Late Tuesday evening, scores of Solana suddenly found their crypto wallets completely drained of their digital contents. Unidentified hackers had broken into thousands of hot wallets — software-based crypto wallets that require an active connection to the internet — and arranged for the transfer of all funds in these wallets to an unknown third party.
Solana initially confirmed the hack in a Tuesday night tweet, saying: “Engineers from multiple ecosystems, with the help of several security firms, are investigating drained wallets on Solana. There is no evidence hardware wallets are impacted.” Then Solana made a follow-up tweet early Wednesday morning, confirming that “7,767 wallets [had] been affected.”
And the number of infected wallets continued to climb into Wednesday.
The total amount stolen? Reportedly, more than $5 million in SOL, SPL, and other tokens that live on the Solana blockchain.
Solana hack rekindles debate on hot wallet security
So how were so many crypto wallets compromised? Blockchain auditors OtterSec believe that the hackers were able to execute this theft on this scale due to a “private key compromise.” Upon reviewing the transaction history of affected users, they’d found that each wallet-draining “transaction” was signed by the users themselves. Although early reports suggested that the hackers exploited a vulnerability on Phantom, reports flooded in later in the evening of Slope and TrustWallet users also falling victim to the hack.
In a tweet from the Solana Status Twitter account, engineers studying the hack may have uncovered the root cause of this hack that has “resulted in approximately 8,000 wallets being drained.” Due to the widespread nature of the hack, it’s believed that hackers were able to get into a range of hot wallets by exploiting shared software among these software-based wallets, not code in the Solana system itself. And, worse yet: the hack is ongoing, which means even more wallets are being drained.
This news is particularly alarming to users who’ve long relied on software-based hot wallets that live on your devices as applications or browser extensions for their convenience. While being able to buy and sell NFTs with just a few taps or clicks does wonders in making the exploration of all things Web3 more accessible and convenient, this particular hack has sparked renewed debates on the long-term viability of web-reliant crypto wallets.
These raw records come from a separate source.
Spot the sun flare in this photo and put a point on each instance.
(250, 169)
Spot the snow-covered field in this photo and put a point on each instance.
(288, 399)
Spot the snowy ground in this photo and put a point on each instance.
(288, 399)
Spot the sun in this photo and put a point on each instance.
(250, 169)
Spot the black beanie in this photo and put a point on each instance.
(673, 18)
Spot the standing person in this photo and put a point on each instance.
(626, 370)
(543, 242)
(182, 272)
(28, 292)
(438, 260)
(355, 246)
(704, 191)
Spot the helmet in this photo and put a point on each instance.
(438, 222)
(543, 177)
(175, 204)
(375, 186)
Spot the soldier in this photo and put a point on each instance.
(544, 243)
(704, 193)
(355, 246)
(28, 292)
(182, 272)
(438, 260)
Several figures in the Web3 space are urging users to practice even more caution than usual. Heidi Chakos, known as blockchainchick in Web3, is one of many Web3 community leaders calling for users to transfer their funds to hardware wallets or cold storage before it’s too late. In a follow-up tweet, Chakos also urged users to stay vigilant and avoid interacting with anyone claiming they have solutions to this latest hack.
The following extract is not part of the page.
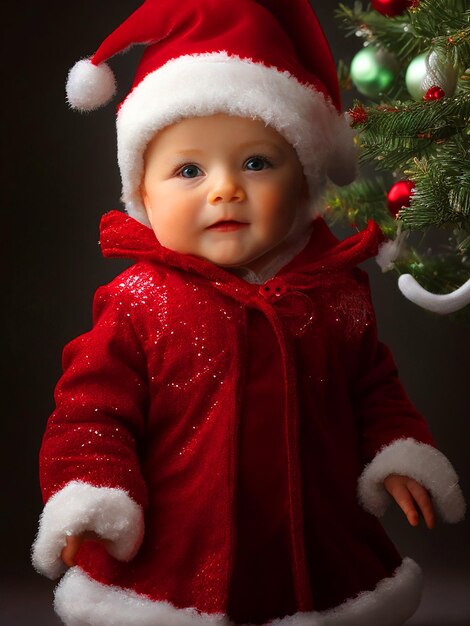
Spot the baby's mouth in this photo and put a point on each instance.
(226, 225)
In the meantime, blockchain engineers have been continuing their investigation. A Solana Status tweet has confirmed that hardware wallets remain safe from the hack, and that users affected by the hack must abandon their compromised wallets immediately.
Editor’s note: This article was updated to explicitly lay out the timeline of initial drains on Solana wallets, confirmation from the blockchain platform, and the running amount of dollars stolen.